❸ psad_dsize:>100; psad_id:100196; psad_dl:2;)

The log message shows how iptables sees a pop-up spam message attempt (note that the destination port is 1026 and the size of the UDP packet, including the 8-byte UDP header, is 516 bytes):

Jul 14 15:03:24 iptablesfw kernel: DROP IN=eth0 OUT= MAC=00:13:d3:38:b6:e4:00:90:1a:

a0:1c:ec:08:00 SRC=65.182.197.125 DST=71.157.X.X LEN=536 TOS=0x00 PREC=0x00 TTL=

117

ID=6090 PROTO=UDP SPT=3515 DPT=1026 LEN=516

psad notices the traffic and generates a syslog alert:

Jul 14 15:03:29 iptablesfw psad: src: 65.182.197.125 signature match: "MISC Windows

popup spam attempt" (sid: 100196) udp port: 1026

Note

Although the previous examples have highlighted psad's Snort rule detection capability with an emphasis on rules that test packet headers, running fwsnort provides a huge improvement: The detection capabilities of psad are extended to include application layer data, as you'll see in detail in Chapter 11.

* * *

[44] 1 The ability to test the application layer is, of course, very important when attempting to detect the majority of today's attacks, and psad offers this capability when combined with fwsnort (which uses the Netfilter string match extension). For more detail, see Chapter 11.

psad Signature Updates

Each psad release usually includes an updated signature set bundled within the psad tar archive or RPM file as the "signatures" file. Signature development is an ongoing process, however, and in some cases a new signature is developed for psad well before the next release is available.
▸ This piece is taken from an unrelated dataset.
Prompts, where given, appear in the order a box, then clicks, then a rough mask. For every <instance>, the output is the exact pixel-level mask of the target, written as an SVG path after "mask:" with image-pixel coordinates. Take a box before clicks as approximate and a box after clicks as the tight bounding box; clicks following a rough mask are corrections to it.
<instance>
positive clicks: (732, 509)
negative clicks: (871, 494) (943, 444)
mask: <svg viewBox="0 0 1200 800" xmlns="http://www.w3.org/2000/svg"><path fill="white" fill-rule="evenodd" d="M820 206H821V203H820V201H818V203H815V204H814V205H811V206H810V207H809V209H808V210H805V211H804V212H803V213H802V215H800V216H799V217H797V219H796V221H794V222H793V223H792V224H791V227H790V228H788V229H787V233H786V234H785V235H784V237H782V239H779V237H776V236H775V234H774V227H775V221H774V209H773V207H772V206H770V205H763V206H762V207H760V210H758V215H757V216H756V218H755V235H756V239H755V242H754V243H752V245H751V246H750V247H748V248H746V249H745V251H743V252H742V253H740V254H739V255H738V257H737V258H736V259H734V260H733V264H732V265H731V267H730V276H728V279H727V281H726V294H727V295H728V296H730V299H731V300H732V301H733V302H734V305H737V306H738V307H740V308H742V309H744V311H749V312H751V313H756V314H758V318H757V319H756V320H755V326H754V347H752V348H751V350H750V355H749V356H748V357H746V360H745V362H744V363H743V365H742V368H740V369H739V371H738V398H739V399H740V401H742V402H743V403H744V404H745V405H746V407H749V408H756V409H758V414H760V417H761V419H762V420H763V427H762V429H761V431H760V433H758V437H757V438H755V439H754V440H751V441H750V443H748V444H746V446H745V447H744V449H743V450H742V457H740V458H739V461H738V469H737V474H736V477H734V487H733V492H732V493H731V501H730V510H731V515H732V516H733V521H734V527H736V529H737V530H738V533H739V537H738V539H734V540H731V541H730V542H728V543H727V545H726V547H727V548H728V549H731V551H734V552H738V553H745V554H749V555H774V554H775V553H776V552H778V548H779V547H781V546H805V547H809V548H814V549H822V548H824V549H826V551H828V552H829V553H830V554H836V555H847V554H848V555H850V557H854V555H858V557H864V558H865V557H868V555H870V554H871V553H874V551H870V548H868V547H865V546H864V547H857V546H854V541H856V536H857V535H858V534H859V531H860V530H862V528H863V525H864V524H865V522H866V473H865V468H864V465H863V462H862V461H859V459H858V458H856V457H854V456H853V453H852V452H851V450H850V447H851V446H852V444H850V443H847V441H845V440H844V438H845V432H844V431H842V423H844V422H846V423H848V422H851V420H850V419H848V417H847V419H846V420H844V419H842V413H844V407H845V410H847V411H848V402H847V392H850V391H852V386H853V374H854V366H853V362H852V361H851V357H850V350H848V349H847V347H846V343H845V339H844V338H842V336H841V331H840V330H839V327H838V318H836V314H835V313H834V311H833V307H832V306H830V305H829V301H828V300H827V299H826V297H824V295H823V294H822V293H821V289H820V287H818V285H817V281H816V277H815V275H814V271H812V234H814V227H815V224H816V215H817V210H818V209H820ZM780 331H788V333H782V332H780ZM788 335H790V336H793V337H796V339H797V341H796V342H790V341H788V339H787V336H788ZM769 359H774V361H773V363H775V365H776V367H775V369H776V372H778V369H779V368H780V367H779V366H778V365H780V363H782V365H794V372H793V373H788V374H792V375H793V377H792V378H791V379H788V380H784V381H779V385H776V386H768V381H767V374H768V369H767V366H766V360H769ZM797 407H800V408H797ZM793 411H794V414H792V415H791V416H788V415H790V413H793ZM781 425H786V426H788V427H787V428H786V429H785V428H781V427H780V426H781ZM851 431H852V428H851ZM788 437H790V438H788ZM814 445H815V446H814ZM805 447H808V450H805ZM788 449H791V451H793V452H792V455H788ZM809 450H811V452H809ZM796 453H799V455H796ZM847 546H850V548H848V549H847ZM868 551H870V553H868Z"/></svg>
In order for people to make use of the signature as quickly as possible, the latest signature set is published at http://www.cipherdyne.org/psad/signatures. With the psad --sig-update command-line argument, psad downloads and places this file in the filesystem at /etc/psad/signatures, as shown in the following output:

[iptablesfw]# psad --sig-update

[+] Archiving original /etc/psad/signatures -> signatures.old1

[+] Downloading latest signatures from:

http://www.cipherdyne.org/psad/signatures

--03:19:16-- http://www.cipherdyne.org/psad/signatures

=> 'signatures'

Resolving www.cipherdyne.org... 204.174.223.204

Connecting to www.cipherdyne.org|204.174.223.204|:80... connected.

HTTP request sent, awaiting response... 200 OK

Length: 45,078 (44K) [text/plain]

100%[==========================================>] 45,078 74.63K/s

03:19:17 (74.46 KB/s) - 'signatures' saved [45078/45078]

[+] New signature file /etc/psad/signatures has been put in place

You can restart psad (or use 'psad -H') to import the new

signatures.

As you can see, the latest signature set has been downloaded and you can either restart psad altogether with the init script (/etc/init.d/psad restart) or send the running psad daemon a HUP signal (psad -H) so that it will import the new signature set.